Indikator kejujuran orang adalah benarnya apa yang ia katakan dengan membuktikan perkataannya. Jika benar, maka ia dapat dipercaya. Jika salah, maka mungkin ia khilaf—untuk tidak mengatakannya salah atau bahkan berbohong.

Dalam hal apa pun, bukti merupakan suatu yang sangat berharga dan menenteramkan. Seorang ibu akan lega saat melihat langsung anaknya maju ke panggung, memberikan sambutan saat wisuda, dibanding mendengar seribu orang yang mengatakan bahwa anaknya rajin, pintar, dan berprestasi.

Seorang perempuan akan sangat tenang hatinya ketika diberi kepastian (bukti) oleh lelaki yang mencintainya, meski belum lama kenal. Sebaliknya, mereka akan gelisah jika berstatus teman tapi mesra dengan lelaki tampan nan kaya, tapi tak kunjung memberi bukti, menikah.

Bukankah banyak kisah tentang cinta laki-laki yang kandas lantaran perempuan menerima pinangan dari sosok yang lebih pasti? Bahkan tak jarang orangtua turun tangan mengintervensi keputusan anak perempuannya seperti kisah cinta Novita dan Mas Pur dalam serial Tukang Ojek Pengkolan yang sukses membuat baper netizen.

Ada sebuah kisah menarik soal permintaan bukti untuk menenangkan hati. Kisah yang termaktub dalam surat al-Baqarah ayat 260 ini menarik karena melibatkan Allah SWT dan Nabi Ibrahim AS. Ya, Nabi yang bergelar Khalilullah (kekasih Allah) ini meminta bukti kepada Allah tentang kuasanya dalam menghidupkan makhluk yang sudah mati.

"Tuhanku, perlihatkan kepadaku bagaimana Engkau menghidupkan makhluk yang mati," pinta Ibrahim. 

"Apakah kamu tidak percaya kepadaku?" tanya Allah.

"Tentu saya percaya, tapi untuk sekadar meyakinkanku dan menenteramkan hatiku saja," tukas Ibrahim. 

Kemudian Allah memerintahkan Ibrahim untuk mengambil 4 ekor burung dan menyembelihnya. Lantas memotong kecil-kecil jasad burung itu dan meletakkannya secara acak di beberapa gunung dan memanggil burung tadi.

Setelah Ibrahim melakukan semua itu, apa yang terjadi? Burung-burung datang ke tempat di mana Ibrahim memanggil mereka, dan bangkai burung itu menjadi satu sesuai jasadnya masing-masing serta hidup sedia kala.

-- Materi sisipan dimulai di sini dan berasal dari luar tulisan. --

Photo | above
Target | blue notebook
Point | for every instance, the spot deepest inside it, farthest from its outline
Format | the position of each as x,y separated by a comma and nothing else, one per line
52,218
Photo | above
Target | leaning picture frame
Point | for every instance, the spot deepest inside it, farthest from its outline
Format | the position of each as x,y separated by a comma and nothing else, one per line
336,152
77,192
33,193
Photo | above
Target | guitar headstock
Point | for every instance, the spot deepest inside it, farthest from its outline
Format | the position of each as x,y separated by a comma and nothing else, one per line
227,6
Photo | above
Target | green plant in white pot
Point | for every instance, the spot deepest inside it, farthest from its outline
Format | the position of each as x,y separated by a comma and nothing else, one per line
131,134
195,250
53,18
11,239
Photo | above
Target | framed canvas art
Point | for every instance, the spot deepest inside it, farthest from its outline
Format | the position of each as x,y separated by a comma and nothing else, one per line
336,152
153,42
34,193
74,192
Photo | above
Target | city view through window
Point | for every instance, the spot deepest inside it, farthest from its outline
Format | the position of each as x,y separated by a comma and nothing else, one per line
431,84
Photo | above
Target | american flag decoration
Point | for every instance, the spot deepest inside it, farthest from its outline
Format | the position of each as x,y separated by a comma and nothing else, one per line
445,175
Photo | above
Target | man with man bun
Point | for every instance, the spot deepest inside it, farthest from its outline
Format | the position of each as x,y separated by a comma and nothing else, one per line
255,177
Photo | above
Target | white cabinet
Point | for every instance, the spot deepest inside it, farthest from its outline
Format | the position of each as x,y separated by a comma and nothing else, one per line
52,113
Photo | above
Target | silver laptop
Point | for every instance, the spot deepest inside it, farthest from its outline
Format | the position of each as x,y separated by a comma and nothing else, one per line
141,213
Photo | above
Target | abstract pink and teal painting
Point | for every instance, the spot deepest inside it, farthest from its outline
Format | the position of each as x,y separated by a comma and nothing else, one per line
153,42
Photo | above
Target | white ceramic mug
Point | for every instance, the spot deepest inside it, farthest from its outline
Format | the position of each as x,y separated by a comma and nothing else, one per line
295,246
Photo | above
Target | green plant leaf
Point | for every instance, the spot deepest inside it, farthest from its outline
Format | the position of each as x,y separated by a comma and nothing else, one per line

Dalam kisah tersebut, apakah Nabi Ibrahim saat itu ragu dengan kekuasaan Allah? 

Quraish Shihab dalam Tafsir al-Misbah menerangkan bahwa sebagian ulama berpendapat bahwa Nabi Ibrahim belum yakin. Hal itu dapat dilihat dari perkataannya sendiri. Namun, keraguan itu bukan berarti ketidakpercayaan. Hanya saja, kepercayaan dan keyakinan Ibrahim dalam persoalan ini masih pada tataran Ilm al-Yaqin, belum sampai pada tingkat ‘ain al-yaqin atau bahkan haqq al-yaqin.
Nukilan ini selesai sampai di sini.